5. Dockernize tools required for job execution
We created our own tool to upload the build archive (mainly .war and zip file of Play! Framework, etc.) and static resources inside of the archive to S3. Originally, we installed the tool to the slave and ran it in job settings like this:
/usr/local/bin/upload-static-s3 ROOT.war -b ${S3_CDN_BUCKET}
That is what we used to do. Now, we create the custom image including the tool and set ENTRYPOINT in the image like this.
ENTRYPOINT ["/usr/local/bin/upload-static-s3"]

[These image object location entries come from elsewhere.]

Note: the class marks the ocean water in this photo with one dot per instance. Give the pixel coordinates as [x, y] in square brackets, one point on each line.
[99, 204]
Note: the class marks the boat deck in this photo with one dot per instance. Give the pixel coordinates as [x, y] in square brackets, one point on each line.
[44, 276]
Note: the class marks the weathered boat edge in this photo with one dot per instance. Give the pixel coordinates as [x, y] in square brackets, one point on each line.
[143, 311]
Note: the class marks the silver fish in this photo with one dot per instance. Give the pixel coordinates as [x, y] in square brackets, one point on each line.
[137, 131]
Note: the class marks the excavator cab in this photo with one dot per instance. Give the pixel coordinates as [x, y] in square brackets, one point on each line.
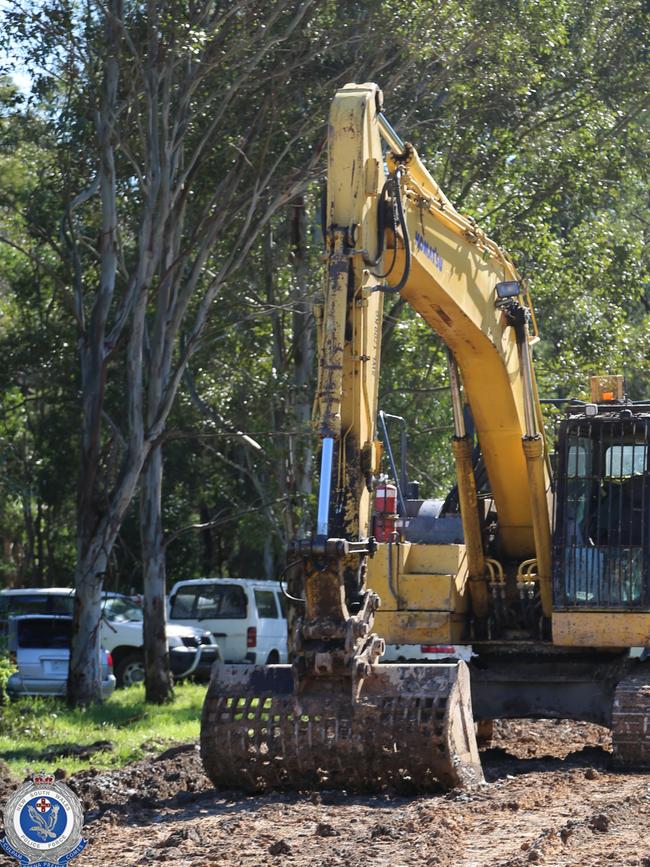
[602, 531]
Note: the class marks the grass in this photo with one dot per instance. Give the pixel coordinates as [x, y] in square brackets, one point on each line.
[32, 727]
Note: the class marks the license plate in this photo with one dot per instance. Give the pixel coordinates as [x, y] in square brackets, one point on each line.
[55, 666]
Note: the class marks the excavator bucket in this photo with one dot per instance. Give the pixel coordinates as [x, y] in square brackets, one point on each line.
[409, 726]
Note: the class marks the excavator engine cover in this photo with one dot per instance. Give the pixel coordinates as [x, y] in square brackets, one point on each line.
[409, 726]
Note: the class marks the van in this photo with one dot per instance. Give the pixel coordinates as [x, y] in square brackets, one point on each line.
[247, 618]
[191, 651]
[40, 645]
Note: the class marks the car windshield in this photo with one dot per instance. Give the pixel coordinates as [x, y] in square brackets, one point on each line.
[121, 610]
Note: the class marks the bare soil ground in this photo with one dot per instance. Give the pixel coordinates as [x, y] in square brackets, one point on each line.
[551, 798]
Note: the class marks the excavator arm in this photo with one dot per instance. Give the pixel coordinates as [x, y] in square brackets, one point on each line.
[337, 716]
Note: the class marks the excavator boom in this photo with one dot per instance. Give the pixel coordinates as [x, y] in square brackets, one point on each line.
[337, 716]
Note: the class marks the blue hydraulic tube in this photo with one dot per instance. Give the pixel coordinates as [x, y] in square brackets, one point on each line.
[325, 486]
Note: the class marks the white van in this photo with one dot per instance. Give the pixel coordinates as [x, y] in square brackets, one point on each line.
[247, 618]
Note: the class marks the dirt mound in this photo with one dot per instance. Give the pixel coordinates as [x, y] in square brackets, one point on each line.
[551, 799]
[146, 784]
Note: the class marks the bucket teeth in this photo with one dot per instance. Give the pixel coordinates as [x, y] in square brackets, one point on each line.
[408, 729]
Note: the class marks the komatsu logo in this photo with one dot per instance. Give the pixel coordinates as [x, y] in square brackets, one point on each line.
[430, 252]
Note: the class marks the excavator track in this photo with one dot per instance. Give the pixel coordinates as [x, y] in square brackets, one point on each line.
[631, 719]
[410, 727]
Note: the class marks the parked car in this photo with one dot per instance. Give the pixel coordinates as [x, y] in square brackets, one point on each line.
[247, 618]
[40, 646]
[191, 651]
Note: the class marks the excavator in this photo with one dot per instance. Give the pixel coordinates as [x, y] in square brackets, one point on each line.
[545, 574]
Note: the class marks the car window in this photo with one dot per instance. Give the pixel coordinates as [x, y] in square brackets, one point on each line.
[40, 603]
[265, 601]
[122, 610]
[216, 601]
[183, 605]
[44, 633]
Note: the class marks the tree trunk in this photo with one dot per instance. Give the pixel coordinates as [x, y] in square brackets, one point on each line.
[158, 680]
[84, 676]
[303, 361]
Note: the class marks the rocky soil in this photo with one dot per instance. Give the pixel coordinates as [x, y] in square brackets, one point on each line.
[550, 798]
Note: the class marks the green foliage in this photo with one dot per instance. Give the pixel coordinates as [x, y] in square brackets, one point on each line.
[531, 115]
[31, 727]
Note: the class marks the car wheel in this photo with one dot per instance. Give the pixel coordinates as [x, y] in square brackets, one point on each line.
[130, 670]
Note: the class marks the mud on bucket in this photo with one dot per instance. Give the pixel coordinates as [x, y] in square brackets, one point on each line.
[410, 727]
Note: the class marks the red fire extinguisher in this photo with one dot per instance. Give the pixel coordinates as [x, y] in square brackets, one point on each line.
[385, 511]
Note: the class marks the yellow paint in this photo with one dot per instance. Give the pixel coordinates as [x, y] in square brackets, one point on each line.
[419, 627]
[601, 629]
[429, 578]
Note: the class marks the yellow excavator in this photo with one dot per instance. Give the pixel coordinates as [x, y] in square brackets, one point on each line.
[547, 579]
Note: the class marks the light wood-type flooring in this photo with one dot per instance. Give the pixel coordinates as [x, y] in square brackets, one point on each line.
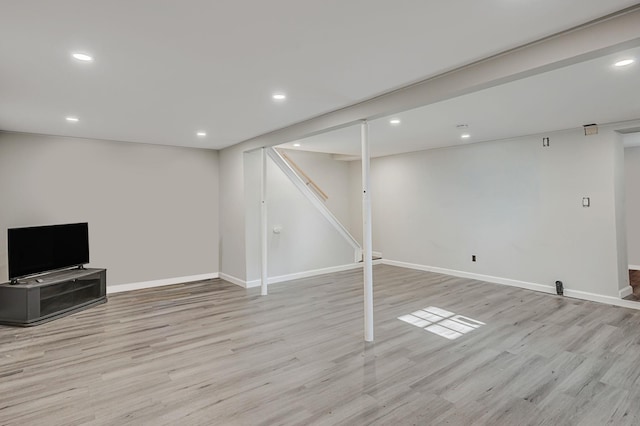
[212, 353]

The image is stored in our in-house registry, and we run docker as below, using the same arguments as the ones we used before:
docker run --rm ${IN_HOUSE_REGISTORY_URL}/upload-static-s3 ROOT.war –b ${S3_CDN_BUCKET}
We wrote this tool in Go language for easy installation to the slave, but with Dockernize that became unnecessary. Finally, we can run the whole CI process of ‘test, build, upload to s3′ by Docker alone.
Advantages of using Docker in CI
After adopting Docker, we saw three advantages:
- We can now run tests for all pull request branches
- We have improved our build performance
- We can now run CI wherever Docker is running
Regarding the first point, slave setup became easier and now we can run it in an independent environment, so we can automatically run tests for each pull request.
Regarding the second point, slave changes have become easier, so when performance needs improvement, we can easily solve the problem by using a higher spec instance or adding more slaves. As a result, we managed to nearly halve the build time after introducing Docker and instance type changes, as shown below in a graph of the build times for one project.
Regarding the third point, now we can run the whole CI process with Docker, so we can run it not only in AWS but also in other cloud environments. CI/CD environment is now indispensable for our service operation. The ability to reconstruct easily in different environments is essential for service availability.
A disadvantage, on the other hand, is that not all application developers are familiar with Docker, so it makes the maintenance of CI harder for some members of our team. But Docker’s useful points are significant, and spread beyond CI, so we feel it is warranted to introduce it to our development process and educate our team so they become familiar with it.
Final thoughts
These days, I’ve had more opportunities to see and hear about examples of how Docker is used in production. However, it’s not easy to adopt what we’ve learned to our specific environment because there are so many unique specifics, conditions, and features for every project. In this regard, the CI environment seems the most uniform, and thus the easiest to place to begin with Docker — it is easier to learn from and adopt practices from other examples. Considering this along with the clear advantages we mentioned in this post, CI/CD seems the best place to try Docker in our workflow, allowing our team to gain useful experience with it.